O embaixador americano nas Nações Unidas, John Bolton, disse que "só a afirmação de que um teste destes foi realizado já constitui claramente uma ameaça à paz internacional e à segurança".

"Se o Conselho de Segurança da ONU não consegue lidar com uma ameaça dessas nós temos de questionar qual o papel que ele poderia ter para lidar com armas de destruição em massa ao redor do mundo", disse Bolton à BBC.

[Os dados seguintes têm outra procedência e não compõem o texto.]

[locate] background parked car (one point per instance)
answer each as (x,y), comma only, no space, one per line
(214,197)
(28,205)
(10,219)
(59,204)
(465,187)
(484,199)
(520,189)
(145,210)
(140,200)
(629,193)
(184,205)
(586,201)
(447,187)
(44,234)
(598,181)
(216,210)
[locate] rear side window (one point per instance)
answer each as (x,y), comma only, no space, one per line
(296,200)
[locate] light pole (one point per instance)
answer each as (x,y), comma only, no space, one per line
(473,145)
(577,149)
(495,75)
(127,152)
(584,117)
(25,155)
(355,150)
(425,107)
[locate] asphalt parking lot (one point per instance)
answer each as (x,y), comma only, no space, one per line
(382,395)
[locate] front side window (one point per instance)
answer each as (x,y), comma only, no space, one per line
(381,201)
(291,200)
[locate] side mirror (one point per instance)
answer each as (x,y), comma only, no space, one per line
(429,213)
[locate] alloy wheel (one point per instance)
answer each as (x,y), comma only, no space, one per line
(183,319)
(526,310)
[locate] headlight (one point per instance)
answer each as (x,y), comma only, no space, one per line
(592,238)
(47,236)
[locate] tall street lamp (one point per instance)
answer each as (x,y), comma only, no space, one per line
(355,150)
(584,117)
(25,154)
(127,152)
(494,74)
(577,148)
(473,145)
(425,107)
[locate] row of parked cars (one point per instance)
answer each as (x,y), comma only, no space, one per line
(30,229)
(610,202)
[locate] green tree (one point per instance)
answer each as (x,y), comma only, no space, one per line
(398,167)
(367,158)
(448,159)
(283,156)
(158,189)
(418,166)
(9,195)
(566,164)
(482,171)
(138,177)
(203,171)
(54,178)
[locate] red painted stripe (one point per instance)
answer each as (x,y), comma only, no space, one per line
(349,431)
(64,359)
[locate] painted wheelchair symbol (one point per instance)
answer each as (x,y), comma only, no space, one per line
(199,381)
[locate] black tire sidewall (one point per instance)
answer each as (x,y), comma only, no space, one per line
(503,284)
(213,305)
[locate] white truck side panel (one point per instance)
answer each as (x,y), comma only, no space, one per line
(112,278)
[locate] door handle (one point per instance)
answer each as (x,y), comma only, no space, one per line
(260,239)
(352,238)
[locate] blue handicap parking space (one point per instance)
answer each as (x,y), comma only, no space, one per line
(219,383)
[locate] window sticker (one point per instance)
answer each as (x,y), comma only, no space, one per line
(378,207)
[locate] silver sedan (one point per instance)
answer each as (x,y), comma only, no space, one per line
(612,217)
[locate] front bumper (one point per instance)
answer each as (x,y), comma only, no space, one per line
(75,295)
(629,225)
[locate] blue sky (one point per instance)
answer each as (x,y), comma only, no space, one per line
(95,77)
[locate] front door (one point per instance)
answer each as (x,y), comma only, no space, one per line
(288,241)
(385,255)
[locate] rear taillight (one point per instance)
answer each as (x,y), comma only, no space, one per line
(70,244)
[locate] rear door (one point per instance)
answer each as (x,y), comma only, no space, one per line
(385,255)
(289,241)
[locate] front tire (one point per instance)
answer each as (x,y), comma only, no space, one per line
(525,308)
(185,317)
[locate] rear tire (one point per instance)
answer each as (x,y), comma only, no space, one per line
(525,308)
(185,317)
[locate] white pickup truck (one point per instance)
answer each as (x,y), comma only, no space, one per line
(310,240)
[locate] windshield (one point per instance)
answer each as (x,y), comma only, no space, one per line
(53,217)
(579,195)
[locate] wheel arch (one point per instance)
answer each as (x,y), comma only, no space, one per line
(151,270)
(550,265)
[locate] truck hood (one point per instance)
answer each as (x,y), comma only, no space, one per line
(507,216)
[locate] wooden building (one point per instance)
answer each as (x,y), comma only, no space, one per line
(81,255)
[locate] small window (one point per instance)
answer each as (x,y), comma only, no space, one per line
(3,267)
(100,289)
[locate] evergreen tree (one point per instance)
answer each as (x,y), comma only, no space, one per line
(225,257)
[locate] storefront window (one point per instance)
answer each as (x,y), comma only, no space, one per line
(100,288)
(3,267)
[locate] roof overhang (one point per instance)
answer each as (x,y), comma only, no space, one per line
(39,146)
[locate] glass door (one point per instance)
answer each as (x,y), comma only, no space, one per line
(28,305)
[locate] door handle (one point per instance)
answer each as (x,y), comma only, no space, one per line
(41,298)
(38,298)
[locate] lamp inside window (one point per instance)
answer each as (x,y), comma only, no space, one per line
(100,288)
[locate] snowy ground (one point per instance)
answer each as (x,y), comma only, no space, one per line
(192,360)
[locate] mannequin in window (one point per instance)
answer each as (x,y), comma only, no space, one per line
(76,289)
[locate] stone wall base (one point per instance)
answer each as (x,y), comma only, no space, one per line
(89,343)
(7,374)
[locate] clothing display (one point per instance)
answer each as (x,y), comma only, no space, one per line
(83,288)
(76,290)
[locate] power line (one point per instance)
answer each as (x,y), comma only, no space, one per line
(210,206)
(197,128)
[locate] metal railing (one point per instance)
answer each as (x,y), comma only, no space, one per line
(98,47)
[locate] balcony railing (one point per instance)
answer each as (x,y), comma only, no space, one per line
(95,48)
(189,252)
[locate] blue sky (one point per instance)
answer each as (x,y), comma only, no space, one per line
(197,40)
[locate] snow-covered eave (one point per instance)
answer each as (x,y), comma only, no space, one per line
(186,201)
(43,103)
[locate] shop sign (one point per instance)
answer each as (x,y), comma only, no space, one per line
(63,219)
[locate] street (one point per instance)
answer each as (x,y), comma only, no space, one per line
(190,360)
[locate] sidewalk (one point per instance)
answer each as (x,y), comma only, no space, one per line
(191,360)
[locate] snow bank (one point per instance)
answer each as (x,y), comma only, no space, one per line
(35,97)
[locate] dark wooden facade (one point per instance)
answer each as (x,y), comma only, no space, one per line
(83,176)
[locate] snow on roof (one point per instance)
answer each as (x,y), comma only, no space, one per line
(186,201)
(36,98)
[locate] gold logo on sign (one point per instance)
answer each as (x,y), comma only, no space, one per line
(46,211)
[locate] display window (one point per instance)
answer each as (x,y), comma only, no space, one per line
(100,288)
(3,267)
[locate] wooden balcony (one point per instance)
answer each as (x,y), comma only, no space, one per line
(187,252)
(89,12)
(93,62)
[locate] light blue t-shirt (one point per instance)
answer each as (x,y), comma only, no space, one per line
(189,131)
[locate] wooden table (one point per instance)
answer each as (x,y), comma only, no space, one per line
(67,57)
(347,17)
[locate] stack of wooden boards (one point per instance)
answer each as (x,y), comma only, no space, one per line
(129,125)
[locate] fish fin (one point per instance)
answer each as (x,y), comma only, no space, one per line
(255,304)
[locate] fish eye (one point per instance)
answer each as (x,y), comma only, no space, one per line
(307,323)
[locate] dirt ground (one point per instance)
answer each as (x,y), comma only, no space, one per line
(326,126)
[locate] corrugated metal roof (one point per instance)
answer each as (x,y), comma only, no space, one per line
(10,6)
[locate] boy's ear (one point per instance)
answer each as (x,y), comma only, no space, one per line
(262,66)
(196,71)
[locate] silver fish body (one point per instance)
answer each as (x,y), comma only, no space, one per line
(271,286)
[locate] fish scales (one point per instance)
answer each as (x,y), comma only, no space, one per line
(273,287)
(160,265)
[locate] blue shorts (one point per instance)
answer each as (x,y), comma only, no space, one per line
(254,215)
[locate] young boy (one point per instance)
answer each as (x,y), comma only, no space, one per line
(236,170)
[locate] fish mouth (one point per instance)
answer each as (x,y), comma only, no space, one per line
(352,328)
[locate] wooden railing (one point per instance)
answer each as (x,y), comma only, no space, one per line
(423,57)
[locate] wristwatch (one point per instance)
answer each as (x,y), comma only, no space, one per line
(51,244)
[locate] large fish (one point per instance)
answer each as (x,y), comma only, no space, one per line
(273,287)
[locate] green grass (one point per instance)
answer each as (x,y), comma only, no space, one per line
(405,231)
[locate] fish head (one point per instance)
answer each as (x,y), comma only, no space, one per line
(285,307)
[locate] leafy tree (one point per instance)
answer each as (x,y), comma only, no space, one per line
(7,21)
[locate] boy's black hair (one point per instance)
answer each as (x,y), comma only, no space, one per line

"Então eu acho que os ânimos aqui são bastante fortes - certamente os detalhes têm de ser discutidos - mas em termos da primeira reação, acho que é bastante favorável e uma resolução muito forte do conselho."

Já o embaixador da Coréia do Norte, Pak Gil Kon, disse que o Conselho de Segurança deveria parabenizar Pyongyang ao invés de emitir resoluções "inúteis".

Bush

 Mais uma vez, a Coréia do Norte desafiou a vontade da comunidade internacional, e a comunidade internacional vai responder
George W. Bush, presidente americano

Em seu primeiro pronunciamento público sobre o tema, o presidente americano, George W. Bush, disse que o teste coreano "constitui uma ameaça à paz e à segurança internacional".

Bush disse que conversou com líderes chineses, japoneses, russos e sul-coreanos por telefone e todos reafirmaram seu compromisso com uma península coreana livre de armas nucleares.

"Mais uma vez, a Coréia do Norte desafiou a vontade da comunidade internacional, e a comunidade internacional vai responder", afirmou Bush nesta segunda-feira.

"O regime da Coréia do Norte continua sendo um dos que mais prolifera tecnologia balística, incluindo transferências para o Irã e para a Síria", disse Bush. Para ele, o desenvolvimento de tecnologia nuclear não ajudará o povo "oprimido e pobre", que merece um futuro melhor.

Brasil e o mundo

O governo brasileiro divulgou uma nota condenando "veementemente" o teste nuclear coreano. No comunicado, o Itamaraty pede que a Coréia do Norte reintegre-se "sem condições e como país não nuclearmente armado ao Tratado de Não-Proliferação de Armas Nucleares".

Os testes nucleares conduzidos pela Coréia do Norte nesta segunda-feira provocaram várias reações negativas na comunidade internacional.

A China, tradicional aliada norte-coreana, não poupou Pyongyang de críticas. “A República Democrática da Coréia do Norte ignorou a oposição generalizada da opinião internacional e conduziu um teste nuclear em 9 de outubro”, diz um comunicado do Ministério das Relações Exteriores da China.

“O governo chinês se opõe firmemente a isso. O governo chinês exige que a Coréia do Norte abra mão de seu programa nuclear e suspenda qualquer ação que possa agravar ainda mais a situação”, afirma.

“Estou ciente da declaração da Coréia do Norte sobre a realização de um teste nuclear”, disse o premiê japonês, Shinzo Abe. “O Japão está em contato com os Estados Unidos e com a China para troca de informações de inteligência... e discutirei com a Coréia do Sul como será nossa resposta”, afirmou.

A Coréia do Sul disse que responderá com firmeza à ação norte-coreana.

O primeiro-ministro britânico, Tony Blair, disse que o primeiro teste nuclear norte-coreano seria "um ato completamente irresponsável".